Case of the Week: GERD, Silent Reflux and Laryngospasm

Case of the Week: GERD, Silent Reflux and Laryngospasm

A 62 year-old male presented to my office this past week with a 12 year history of recurrent attacks of shortness of breath, chest tightness, wheezing and difficulty breathing. The patient has been diagnosed with COPD. He has never smoked or been exposed to harmful gas or fumes. For years he has been treated with multiple inhalers as well as steroids to control his lung disease. Secondary to steroids he has gained around 50 pounds, has developed central obesity, hypertension and became insulin resistance. He has received many antibiotic treatments for pneumonia and bronchitis. On average, he has received an antibiotic/steroid treatment every 6 to 7 weeks over the past 12 years. Concomitantly, the patient suffers from GERD with occasional heartburn and food regurgitation and silent reflux related symptoms like chronic sore throat, hoarseness and cough. He has recently been diagnosed with Barrett’s esophagus and is currently maintained on Dexilant and Famotidine. Recently, his gastroenterologist has recommended LINX™ procedure for GERD treatment.
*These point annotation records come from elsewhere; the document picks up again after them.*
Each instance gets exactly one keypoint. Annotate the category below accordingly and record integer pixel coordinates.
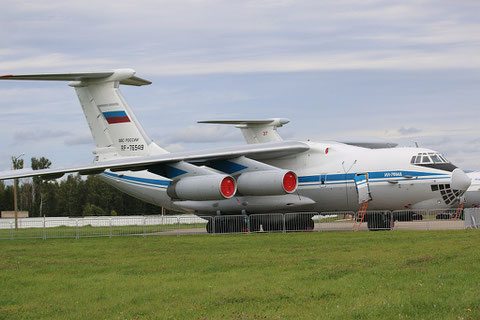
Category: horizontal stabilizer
(256, 130)
(125, 76)
(278, 122)
(373, 145)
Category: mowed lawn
(320, 275)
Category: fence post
(76, 228)
(44, 235)
(213, 224)
(144, 226)
(178, 226)
(428, 220)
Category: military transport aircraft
(472, 196)
(265, 175)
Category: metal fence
(64, 227)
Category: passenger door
(363, 189)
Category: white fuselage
(472, 196)
(326, 183)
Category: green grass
(91, 231)
(329, 275)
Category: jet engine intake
(204, 187)
(267, 183)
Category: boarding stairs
(360, 216)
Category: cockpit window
(428, 158)
(436, 159)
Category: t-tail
(114, 127)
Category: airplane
(472, 195)
(266, 175)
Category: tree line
(72, 196)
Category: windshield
(428, 158)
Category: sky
(393, 71)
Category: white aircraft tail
(114, 127)
(256, 130)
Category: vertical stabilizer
(114, 127)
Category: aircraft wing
(256, 152)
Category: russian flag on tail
(116, 117)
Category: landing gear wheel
(272, 224)
(309, 224)
(379, 222)
(254, 224)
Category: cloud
(408, 131)
(39, 135)
(85, 138)
(200, 134)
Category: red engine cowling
(267, 183)
(206, 187)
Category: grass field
(320, 275)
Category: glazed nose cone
(460, 181)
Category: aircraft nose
(460, 181)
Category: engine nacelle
(205, 187)
(267, 183)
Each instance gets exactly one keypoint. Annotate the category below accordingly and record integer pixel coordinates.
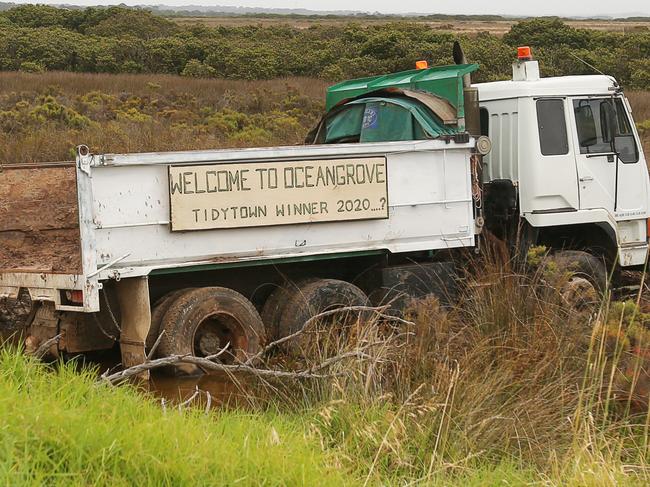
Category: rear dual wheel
(205, 321)
(292, 306)
(587, 279)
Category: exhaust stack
(525, 68)
(470, 95)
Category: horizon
(507, 8)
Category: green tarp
(377, 119)
(444, 81)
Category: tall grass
(61, 428)
(512, 380)
(512, 385)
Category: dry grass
(142, 113)
(135, 113)
(497, 27)
(511, 375)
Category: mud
(224, 390)
(13, 313)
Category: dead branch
(378, 310)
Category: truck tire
(158, 311)
(313, 296)
(274, 307)
(202, 321)
(588, 280)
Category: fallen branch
(378, 310)
(207, 363)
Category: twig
(379, 310)
(208, 364)
(208, 404)
(155, 345)
(44, 347)
(190, 399)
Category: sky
(583, 8)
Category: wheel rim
(580, 293)
(216, 332)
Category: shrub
(196, 69)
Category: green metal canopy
(443, 81)
(375, 119)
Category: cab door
(608, 157)
(632, 173)
(595, 155)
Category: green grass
(60, 428)
(533, 392)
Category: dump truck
(199, 251)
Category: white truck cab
(567, 154)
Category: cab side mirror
(625, 147)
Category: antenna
(587, 64)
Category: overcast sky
(583, 8)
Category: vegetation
(512, 386)
(60, 428)
(44, 116)
(122, 40)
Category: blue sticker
(370, 118)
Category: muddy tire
(202, 321)
(275, 304)
(588, 280)
(158, 311)
(311, 297)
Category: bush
(31, 67)
(119, 39)
(196, 69)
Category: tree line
(126, 40)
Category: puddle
(223, 389)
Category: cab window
(551, 124)
(603, 127)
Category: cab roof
(554, 86)
(444, 81)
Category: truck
(196, 252)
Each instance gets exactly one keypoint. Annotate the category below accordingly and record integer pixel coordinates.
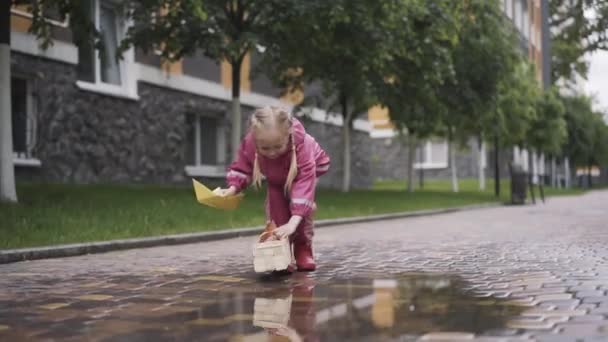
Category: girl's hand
(225, 192)
(289, 228)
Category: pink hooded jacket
(312, 163)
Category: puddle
(251, 308)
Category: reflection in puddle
(219, 308)
(371, 309)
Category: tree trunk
(496, 168)
(411, 154)
(553, 172)
(235, 110)
(567, 172)
(421, 180)
(589, 179)
(531, 175)
(346, 135)
(8, 190)
(453, 167)
(481, 162)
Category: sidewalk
(15, 255)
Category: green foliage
(339, 45)
(579, 27)
(418, 65)
(587, 132)
(548, 132)
(486, 54)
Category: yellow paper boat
(207, 197)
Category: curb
(15, 255)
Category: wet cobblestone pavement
(532, 273)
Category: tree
(548, 132)
(587, 143)
(420, 62)
(222, 29)
(485, 54)
(338, 44)
(579, 27)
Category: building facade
(80, 117)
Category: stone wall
(86, 137)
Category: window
(23, 121)
(432, 155)
(517, 18)
(50, 14)
(206, 146)
(525, 20)
(509, 8)
(99, 69)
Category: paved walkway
(505, 274)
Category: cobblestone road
(531, 273)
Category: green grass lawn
(51, 214)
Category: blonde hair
(274, 117)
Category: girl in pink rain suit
(278, 148)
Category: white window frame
(509, 8)
(128, 69)
(427, 153)
(28, 15)
(31, 128)
(206, 170)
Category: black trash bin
(519, 186)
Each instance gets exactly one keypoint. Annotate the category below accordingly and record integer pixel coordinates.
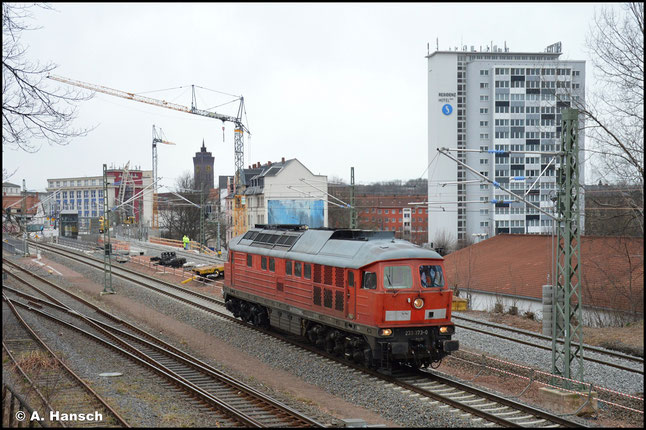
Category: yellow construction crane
(239, 218)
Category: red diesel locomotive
(363, 294)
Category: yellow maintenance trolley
(211, 271)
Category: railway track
(203, 301)
(630, 358)
(480, 405)
(54, 387)
(243, 405)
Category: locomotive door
(351, 295)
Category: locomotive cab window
(369, 281)
(431, 276)
(297, 269)
(288, 267)
(397, 277)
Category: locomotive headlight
(446, 329)
(386, 332)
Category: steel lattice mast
(567, 315)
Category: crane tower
(238, 144)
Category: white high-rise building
(504, 108)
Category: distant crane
(157, 138)
(239, 130)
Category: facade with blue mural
(308, 212)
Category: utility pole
(107, 263)
(567, 315)
(218, 246)
(23, 216)
(353, 211)
(202, 218)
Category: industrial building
(85, 195)
(481, 101)
(284, 192)
(203, 173)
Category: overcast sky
(334, 85)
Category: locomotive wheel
(367, 357)
(331, 341)
(245, 311)
(313, 333)
(261, 318)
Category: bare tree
(178, 216)
(614, 113)
(31, 111)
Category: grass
(37, 360)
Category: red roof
(612, 268)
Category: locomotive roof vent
(348, 234)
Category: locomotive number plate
(416, 333)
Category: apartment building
(85, 194)
(500, 114)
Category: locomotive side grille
(327, 275)
(339, 277)
(338, 301)
(327, 298)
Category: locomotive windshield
(397, 277)
(431, 276)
This case is particularly interesting for several reasons:

  • The patient suffers from laryngospasm or laryngeal stridor that is easily heard on physical exam and reported by the patient himself. While he may have some distal bronchiolar involvement it is obvious that his main airway problem is more proximal and involves the trachea and larynx. There are very few causes of laryngospasm in a 62 year-old male.
  • The underlying cause of all these symptoms is GERD. Yet not a single physician including his primary care physician, gastroenterologist and pulmonary specialist has made this connection. They labeled the patient with COPD and treated him with steroids and antibiotics for twelve years, and masked his heartburn with proton pump inhibitors and H2 receptor blockers. Silent reflux and GERD for many physicians seems like a nuisance rather than a true medical problem. No one wants to give it any serious attention or make the effort to understand it, diagnose it and properly treat it. For twelve years a Band-Aid was placed over the patient’s symptoms
  • Silent reflux causes Barrett’s esophagus and proton pump inhibitors do not protect the esophagus and prevent the development of Barrett’s metaplasia. Gastric juice contains many other substances like bile acids and pepsin besides acid that can damage the delicate esophageal and laryngeal lining. Proton pump inhibitors are clearly not the gold standard of GERD treatment. For GERD is not a state of acid hypersecretion but rather a condition of gastric juice reflux into the esophagus, throat, voice box and lungs.
  • Nissen surgery is the most reliable and durable treatment for GERD. Nissen procedure recreates the barrier against reflux keeping gastric juice in the stomach. There is no role for LINX™ surgery in this severe GERD case. There are no data on the long-term efficiency of LINX™ procedure in the setting of Barrett’s esophagus. LINX™ may actually exacerbate Barrett’s esophagus and laryngeal symptoms by delaying esophageal clearance of gastric juice. I wholeheartedly invite my gastroenterology colleagues to look closely at the complexity of GERD, its underlying pathophysiology and conclude that a stricture made of magnetic beads is not a treatment for a complex multifactorial problem like GERD.

This patient will finally undergo the treatment that he deserves: a laparoscopic Nissen fundoplication with hiatal hernia repair after weaning his steroids and optimizing his cardio-pulmonary status in preparation for general anesthesia. I hope that the laryngeal damage that he has suffered from over the past 12 years is still reversible after stopping gastric juice reflux into his esophagus.